Indian corporate giant Adani Enterprises recently announced plans to use coal from its Carmichael mine in Queensland to fuel a giant new plastic production plant in Gujarat. The announcement shocked many—after all, Adani and its Australian backers long argued that the coal from the mine was needed to produce cheap electricity that could help lift millions of people in India and surrounding nations out of poverty.
Given the efforts of the fossil fuel industry to “diversify” into plastic production, however, Adani’s announcement should come as no surprise. Ninety-eight percent of single-use plastics are manufactured from polymers produced from fossil fuels—predominantly crude oil and natural gas. Facing the possibility of reduced demand for the products of their mines, companies like Adani are increasingly looking to plastic production to safeguard their profits.
From one way of poisoning the Earth, they are turning to another. If the current surge continues, global production of single-use plastics could grow by over 30 percent in the next five years. By 2050, single-use plastic production could account for between 5 and 10 percent of the world’s greenhouse gas emissions.
According to the 2017 Carbon Majors Report, since 1988 just 100 companies have been responsible for 71 percent of global emissions. This fact is widely cited in the climate movement as a retort to those who would put the blame for climate change on the consumption habits of ordinary people. With plastic production, it’s even starker. A new report by the Minderoo Foundation, the Plastic Waste Makers Index, found that in 2019, “just 20 polymer producers accounted for more than half of all single-use plastic waste generated globally—and the top 100 accounted for 90 percent”.

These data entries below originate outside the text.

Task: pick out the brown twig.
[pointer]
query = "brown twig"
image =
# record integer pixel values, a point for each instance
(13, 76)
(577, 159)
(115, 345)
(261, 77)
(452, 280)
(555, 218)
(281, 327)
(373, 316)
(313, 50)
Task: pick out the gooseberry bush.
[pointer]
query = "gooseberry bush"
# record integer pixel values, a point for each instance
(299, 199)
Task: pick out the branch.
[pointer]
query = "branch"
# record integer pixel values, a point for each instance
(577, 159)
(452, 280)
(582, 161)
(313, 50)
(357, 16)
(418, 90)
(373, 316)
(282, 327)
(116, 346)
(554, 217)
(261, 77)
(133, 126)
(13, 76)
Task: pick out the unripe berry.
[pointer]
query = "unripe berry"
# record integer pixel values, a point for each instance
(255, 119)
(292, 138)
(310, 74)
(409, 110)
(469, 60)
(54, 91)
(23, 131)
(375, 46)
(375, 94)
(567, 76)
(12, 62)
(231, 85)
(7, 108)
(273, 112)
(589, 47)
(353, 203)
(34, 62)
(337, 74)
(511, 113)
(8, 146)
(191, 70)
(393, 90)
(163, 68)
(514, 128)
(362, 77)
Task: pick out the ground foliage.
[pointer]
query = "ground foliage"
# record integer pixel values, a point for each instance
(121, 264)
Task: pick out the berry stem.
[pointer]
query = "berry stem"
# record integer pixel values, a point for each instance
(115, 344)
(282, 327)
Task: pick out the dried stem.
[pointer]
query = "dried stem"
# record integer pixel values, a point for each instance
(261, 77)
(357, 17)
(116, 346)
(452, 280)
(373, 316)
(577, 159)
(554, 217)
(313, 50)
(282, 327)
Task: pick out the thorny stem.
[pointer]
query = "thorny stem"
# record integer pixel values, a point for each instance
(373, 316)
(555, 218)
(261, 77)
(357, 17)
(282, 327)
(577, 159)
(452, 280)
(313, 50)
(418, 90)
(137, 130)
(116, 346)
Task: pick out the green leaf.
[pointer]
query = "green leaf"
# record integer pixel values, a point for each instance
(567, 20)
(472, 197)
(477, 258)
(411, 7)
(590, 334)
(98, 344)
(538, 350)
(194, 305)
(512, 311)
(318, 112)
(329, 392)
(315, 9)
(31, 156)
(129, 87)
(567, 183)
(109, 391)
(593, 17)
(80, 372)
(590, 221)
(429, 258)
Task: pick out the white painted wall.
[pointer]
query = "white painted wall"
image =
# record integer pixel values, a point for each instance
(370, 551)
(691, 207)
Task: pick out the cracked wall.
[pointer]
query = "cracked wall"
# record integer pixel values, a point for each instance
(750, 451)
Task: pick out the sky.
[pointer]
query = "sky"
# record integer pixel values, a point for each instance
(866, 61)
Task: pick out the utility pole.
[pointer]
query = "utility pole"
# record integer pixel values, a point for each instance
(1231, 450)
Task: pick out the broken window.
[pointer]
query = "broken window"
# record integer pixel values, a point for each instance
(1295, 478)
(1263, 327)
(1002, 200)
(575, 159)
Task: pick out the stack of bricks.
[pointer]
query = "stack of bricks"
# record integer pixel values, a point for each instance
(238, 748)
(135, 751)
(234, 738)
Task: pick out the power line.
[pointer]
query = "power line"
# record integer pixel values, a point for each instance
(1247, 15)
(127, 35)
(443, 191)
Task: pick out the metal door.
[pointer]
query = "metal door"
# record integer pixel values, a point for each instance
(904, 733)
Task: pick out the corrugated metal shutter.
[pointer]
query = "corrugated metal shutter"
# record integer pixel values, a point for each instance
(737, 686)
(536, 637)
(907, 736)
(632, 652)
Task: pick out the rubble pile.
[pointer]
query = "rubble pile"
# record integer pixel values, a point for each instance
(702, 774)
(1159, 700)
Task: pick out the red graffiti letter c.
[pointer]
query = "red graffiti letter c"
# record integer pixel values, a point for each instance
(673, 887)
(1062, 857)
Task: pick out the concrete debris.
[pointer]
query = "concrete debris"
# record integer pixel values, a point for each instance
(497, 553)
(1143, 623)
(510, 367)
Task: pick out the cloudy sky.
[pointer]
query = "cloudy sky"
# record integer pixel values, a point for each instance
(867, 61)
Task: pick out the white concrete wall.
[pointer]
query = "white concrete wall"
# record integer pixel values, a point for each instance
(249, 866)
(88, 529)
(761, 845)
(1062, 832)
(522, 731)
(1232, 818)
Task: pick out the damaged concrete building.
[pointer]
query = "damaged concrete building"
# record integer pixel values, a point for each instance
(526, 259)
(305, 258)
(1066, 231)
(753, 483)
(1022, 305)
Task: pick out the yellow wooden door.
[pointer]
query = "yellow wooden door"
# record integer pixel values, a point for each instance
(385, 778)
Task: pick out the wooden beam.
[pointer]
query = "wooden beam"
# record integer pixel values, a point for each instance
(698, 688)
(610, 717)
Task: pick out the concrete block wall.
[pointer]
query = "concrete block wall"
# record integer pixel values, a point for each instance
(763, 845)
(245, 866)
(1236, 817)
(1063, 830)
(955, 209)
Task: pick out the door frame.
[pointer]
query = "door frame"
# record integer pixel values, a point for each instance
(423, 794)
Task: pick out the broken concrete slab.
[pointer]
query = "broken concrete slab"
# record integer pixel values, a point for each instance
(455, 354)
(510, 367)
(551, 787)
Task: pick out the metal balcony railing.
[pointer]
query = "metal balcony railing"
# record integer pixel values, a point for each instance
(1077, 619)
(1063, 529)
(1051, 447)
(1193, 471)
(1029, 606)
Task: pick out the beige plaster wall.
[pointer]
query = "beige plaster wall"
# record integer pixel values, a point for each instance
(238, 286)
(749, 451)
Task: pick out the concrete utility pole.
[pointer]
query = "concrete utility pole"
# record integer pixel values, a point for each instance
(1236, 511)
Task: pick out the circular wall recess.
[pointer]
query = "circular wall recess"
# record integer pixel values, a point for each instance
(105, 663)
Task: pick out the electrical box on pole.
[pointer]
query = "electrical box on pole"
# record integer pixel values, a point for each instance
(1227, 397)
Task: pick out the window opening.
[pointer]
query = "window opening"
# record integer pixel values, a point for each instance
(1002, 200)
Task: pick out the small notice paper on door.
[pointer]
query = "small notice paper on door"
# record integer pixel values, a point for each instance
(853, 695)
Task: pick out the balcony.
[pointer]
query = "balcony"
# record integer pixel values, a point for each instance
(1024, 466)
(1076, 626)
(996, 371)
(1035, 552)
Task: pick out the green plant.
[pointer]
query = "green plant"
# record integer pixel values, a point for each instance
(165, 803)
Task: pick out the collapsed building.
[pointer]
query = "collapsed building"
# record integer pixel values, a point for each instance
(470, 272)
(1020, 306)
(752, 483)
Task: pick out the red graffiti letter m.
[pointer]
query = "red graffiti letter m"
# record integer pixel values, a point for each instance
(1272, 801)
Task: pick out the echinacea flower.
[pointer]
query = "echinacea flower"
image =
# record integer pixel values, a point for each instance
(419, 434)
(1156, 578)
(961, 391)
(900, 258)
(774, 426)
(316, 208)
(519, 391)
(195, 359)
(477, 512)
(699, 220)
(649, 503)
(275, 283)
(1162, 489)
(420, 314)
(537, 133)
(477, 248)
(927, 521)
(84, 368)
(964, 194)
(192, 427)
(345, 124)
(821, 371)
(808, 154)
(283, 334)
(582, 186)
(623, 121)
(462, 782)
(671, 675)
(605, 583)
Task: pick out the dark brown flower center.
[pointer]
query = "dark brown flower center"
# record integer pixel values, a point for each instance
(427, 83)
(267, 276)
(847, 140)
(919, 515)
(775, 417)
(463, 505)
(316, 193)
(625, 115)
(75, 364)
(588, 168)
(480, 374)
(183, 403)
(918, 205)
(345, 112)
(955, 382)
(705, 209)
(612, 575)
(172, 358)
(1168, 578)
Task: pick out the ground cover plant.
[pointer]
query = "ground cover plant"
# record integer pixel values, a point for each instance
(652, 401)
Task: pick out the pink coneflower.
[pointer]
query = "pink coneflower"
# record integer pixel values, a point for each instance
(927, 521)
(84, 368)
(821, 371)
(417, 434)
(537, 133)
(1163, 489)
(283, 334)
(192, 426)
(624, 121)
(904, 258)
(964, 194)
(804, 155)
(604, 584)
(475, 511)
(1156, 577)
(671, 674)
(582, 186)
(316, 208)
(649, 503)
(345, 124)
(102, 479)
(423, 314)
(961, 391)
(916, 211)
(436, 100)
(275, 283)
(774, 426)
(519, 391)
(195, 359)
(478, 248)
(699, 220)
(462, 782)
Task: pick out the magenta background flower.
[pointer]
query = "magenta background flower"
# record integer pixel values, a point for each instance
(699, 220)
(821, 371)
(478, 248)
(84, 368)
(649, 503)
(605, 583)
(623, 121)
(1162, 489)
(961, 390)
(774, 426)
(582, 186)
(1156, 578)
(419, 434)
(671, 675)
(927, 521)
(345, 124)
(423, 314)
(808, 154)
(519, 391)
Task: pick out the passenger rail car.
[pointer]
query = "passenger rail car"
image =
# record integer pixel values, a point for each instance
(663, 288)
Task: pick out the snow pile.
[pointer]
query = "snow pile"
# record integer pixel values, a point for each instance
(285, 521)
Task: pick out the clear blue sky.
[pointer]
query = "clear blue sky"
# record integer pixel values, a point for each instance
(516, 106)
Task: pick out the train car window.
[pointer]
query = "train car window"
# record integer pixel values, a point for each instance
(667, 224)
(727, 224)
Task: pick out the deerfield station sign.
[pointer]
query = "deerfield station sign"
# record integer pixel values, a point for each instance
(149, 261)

This handful of companies controls the pipeline of new plastics production. They decide what products are available on the market and how they’re produced, long before they ever get into the hands of consumers.
These companies, the report says, “are the source of the problem, and must become part of the solution”. The incentive for doing so is left unclear. The plastic giants’ business model is highly profitable. As the report itself notes, it’s far cheaper to produce plastics new from fossil fuels than from recycled material: “Consider the cost of door-to-door collecting, sorting and recycling of household plastic waste versus the economies of scale enjoyed by virgin polymer producers with ready access to fossil fuels via purpose-built pipelines”.
Indeed, global recycling rates have been stuck at between 10 and 15 percent for over 30 years. Meanwhile, of the top 100 polymer producers, 54 have no policies, commitments or targets whatsoever to replace fossil fuels with sustainable alternatives, a further 26 have no clear targets or timelines, and the remaining 20 have made and acted on some commitments, but are far from achieving anything like a “circular” plastics economy—one in which no new polymers are produced.
If the layer of companies responsible for plastic production is small, the layer profiting from it isn’t: from the base of polymer production rises a tower of vested interests.
Picture the polymer producers as the foundations, dominated by some of the world’s biggest fossil fuel companies like ExxonMobil, Sinopec, Saudi Aramco and PetroChina. Above them, on the first 20 floors, are 20 of the world’s largest banks, which have lent nearly US$30 billion for polymer production since 2011, led by Barclays, JPMorgan Chase and Citigroup. Next you have 20 floors of institutional asset managers, headed by the giants of Vanguard Group, BlackRock and Capital Group, holding shares worth over US$300 billion in the parent companies of the polymer producers, with US$10 billion directly invested in the production of virgin (i.e. non-recycled) polymers.
Then you have the state investors, which collectively hold an estimated 30 percent of the sector—the top third of the tower. In the penthouses you have Saudi Arabia, China and the United Arab Emirates, which have over US$2 trillion invested, including US$42 billion directly invested in virgin polymer production.
Everyone in this tower has an interest in keeping it standing. And this image only captures part of what we’re up against. There are hundreds more companies, banks and investors, and dozens more states involved. Nor does the above image account for the value plastic packaging has for the profit-driven competition between otherwise indistinguishable brands.
A few more people using “keep cups” or reusing their shopping bags won’t halt the growth of this multi-trillion dollar industry. Toppling the world’s towers of plastic will take a movement powerful enough to haul up the foundations, and replace the whole rotten edifice with a system focused on human need, not profit—one in which a rapid reduction in the production and use of single-use plastics will be a top priority.